After we finished the taping, one of the Moms said, "I wonder how the kids would answer some of these questions?" Good question!
So we invited Rebecca Walker, one of the most thoughtful young writers on issues of race and identity, to talk to us about some of these questions. She is the author of the memoir Black, White and Jewish. Her mother, Alice Walker, also an author, is African-American and her father is white and Jewish. She also wrote the introduction to a new anthology of short fiction on the multiracial experience called Mixed.

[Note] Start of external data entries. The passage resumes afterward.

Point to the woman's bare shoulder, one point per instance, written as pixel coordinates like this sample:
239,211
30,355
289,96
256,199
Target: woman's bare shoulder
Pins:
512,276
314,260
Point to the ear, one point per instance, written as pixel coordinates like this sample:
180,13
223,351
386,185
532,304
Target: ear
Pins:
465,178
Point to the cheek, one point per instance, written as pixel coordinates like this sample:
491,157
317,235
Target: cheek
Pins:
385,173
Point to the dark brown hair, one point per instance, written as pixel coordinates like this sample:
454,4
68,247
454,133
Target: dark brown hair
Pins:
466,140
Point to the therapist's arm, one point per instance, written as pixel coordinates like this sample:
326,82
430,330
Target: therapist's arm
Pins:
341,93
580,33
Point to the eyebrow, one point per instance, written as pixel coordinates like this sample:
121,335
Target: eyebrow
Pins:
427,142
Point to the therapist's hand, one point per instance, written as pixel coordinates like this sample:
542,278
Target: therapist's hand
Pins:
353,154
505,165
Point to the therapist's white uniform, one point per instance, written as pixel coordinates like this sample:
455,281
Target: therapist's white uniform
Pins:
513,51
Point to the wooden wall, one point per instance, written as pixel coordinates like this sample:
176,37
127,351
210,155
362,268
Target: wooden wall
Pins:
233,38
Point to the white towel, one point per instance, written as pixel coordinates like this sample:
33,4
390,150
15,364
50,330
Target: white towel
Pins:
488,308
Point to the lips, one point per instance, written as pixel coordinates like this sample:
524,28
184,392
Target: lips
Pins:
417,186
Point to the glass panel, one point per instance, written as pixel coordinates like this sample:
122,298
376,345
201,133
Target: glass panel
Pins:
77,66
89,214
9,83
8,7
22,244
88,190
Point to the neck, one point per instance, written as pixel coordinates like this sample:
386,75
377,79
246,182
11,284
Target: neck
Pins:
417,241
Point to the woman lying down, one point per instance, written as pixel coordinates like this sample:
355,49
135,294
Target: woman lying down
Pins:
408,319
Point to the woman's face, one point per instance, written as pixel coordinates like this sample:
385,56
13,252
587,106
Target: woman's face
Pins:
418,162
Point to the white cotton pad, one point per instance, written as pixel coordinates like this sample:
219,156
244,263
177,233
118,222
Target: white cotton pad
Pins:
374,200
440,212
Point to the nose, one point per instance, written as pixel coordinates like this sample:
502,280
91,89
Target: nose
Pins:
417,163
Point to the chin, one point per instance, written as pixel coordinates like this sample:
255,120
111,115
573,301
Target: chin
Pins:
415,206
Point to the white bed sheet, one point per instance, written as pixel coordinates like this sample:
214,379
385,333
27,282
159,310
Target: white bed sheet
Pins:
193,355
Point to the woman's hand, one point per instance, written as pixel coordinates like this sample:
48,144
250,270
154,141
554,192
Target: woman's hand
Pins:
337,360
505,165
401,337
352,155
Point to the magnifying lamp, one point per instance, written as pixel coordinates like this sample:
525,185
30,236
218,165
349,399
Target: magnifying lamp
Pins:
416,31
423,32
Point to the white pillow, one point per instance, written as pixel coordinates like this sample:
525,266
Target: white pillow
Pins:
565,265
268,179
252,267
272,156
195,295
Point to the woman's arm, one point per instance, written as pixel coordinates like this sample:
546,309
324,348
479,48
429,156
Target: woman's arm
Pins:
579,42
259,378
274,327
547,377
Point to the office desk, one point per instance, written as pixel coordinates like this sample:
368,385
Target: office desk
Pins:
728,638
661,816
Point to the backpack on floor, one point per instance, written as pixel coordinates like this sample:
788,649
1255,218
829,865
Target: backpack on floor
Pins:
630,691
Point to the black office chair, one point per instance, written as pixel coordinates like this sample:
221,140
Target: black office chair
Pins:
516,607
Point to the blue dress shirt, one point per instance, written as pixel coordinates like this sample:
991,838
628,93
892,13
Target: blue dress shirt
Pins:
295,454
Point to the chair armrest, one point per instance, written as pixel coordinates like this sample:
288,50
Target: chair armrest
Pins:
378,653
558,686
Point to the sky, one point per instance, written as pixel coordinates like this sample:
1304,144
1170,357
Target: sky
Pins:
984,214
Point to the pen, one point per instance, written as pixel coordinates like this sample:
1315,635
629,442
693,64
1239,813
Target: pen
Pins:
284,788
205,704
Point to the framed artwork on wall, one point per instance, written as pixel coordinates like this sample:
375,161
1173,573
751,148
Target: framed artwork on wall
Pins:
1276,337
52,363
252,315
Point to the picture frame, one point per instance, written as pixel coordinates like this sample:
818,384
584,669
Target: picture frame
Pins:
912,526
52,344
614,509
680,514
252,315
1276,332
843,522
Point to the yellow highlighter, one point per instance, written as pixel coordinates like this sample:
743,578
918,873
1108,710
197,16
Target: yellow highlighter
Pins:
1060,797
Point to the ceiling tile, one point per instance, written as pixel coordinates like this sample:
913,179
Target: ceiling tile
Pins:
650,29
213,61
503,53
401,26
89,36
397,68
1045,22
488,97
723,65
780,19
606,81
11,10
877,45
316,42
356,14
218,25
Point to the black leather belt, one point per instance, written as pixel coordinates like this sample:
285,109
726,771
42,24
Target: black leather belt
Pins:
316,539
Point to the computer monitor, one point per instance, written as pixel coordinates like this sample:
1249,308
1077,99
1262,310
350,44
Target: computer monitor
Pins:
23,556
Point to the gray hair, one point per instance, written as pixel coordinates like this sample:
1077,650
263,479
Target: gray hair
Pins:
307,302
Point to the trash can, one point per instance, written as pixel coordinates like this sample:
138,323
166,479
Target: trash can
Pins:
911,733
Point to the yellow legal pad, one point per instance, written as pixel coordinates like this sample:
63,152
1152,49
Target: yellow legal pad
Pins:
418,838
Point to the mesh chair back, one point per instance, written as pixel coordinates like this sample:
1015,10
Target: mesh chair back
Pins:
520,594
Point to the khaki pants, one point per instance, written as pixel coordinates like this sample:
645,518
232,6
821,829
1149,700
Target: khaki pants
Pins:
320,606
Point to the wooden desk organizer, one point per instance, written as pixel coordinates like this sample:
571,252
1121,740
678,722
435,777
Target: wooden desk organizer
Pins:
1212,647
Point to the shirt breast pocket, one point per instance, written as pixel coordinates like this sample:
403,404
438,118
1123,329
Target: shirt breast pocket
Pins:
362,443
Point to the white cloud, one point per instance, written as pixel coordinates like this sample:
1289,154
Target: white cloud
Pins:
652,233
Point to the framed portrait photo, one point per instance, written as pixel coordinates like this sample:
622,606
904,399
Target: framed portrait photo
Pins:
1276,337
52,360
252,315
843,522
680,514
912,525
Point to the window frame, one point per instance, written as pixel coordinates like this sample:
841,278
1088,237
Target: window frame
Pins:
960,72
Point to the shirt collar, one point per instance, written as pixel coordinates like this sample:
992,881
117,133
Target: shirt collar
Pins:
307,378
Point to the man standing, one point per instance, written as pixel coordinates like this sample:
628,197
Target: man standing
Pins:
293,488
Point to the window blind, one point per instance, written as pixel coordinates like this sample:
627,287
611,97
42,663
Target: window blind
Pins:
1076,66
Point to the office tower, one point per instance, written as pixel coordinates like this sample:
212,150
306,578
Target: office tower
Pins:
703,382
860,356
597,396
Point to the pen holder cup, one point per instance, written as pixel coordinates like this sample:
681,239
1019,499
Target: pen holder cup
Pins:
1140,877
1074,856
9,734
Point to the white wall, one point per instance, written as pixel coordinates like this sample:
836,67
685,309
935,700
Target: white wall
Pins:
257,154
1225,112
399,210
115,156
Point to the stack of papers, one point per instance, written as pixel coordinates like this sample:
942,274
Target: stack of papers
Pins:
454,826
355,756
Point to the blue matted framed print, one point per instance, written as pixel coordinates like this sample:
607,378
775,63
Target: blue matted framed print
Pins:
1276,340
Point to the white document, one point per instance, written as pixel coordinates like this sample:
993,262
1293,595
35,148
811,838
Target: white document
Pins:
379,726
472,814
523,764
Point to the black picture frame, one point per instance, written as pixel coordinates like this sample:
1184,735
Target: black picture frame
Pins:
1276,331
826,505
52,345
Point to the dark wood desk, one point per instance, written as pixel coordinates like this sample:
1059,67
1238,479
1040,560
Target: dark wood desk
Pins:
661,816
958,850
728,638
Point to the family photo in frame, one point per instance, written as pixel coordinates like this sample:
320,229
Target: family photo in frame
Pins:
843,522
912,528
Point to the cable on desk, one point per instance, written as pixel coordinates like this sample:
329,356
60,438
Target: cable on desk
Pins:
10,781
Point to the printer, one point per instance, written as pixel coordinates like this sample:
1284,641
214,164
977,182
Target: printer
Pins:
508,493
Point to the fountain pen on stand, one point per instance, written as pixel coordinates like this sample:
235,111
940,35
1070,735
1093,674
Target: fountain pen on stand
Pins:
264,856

We had also planned to talk with the editor of the anthology, Chandra Prasad, about her selections as well as her own experiences as a multiracial American, but she had the nerve to go into labor right before out interview! (We trust that all went well and we wish her and the new baby all the best!)
We love how you helped us brainstorm even though you weren't in the room with us. I've asked this before, but if you haven't weighed in, I'll ask it again: Would you have appreciated an opportunity to participate in this conversation somehow? Why or why not? And if yes, how? Would you like to have been able to call, or if we had posted the topic in advance, would you have e-mailed questions or comments? How about a post broadcast conversation? Would you find it interesting to have a Web chat with our guests after the fact? Finally, would you have liked to have heard from an "expert" — a psychologist or someone like that — to talk about the issues we discussed in the broadcast?
No need to answer all these questions unless you want to. You can pick just the ones that interest you. And thanks again.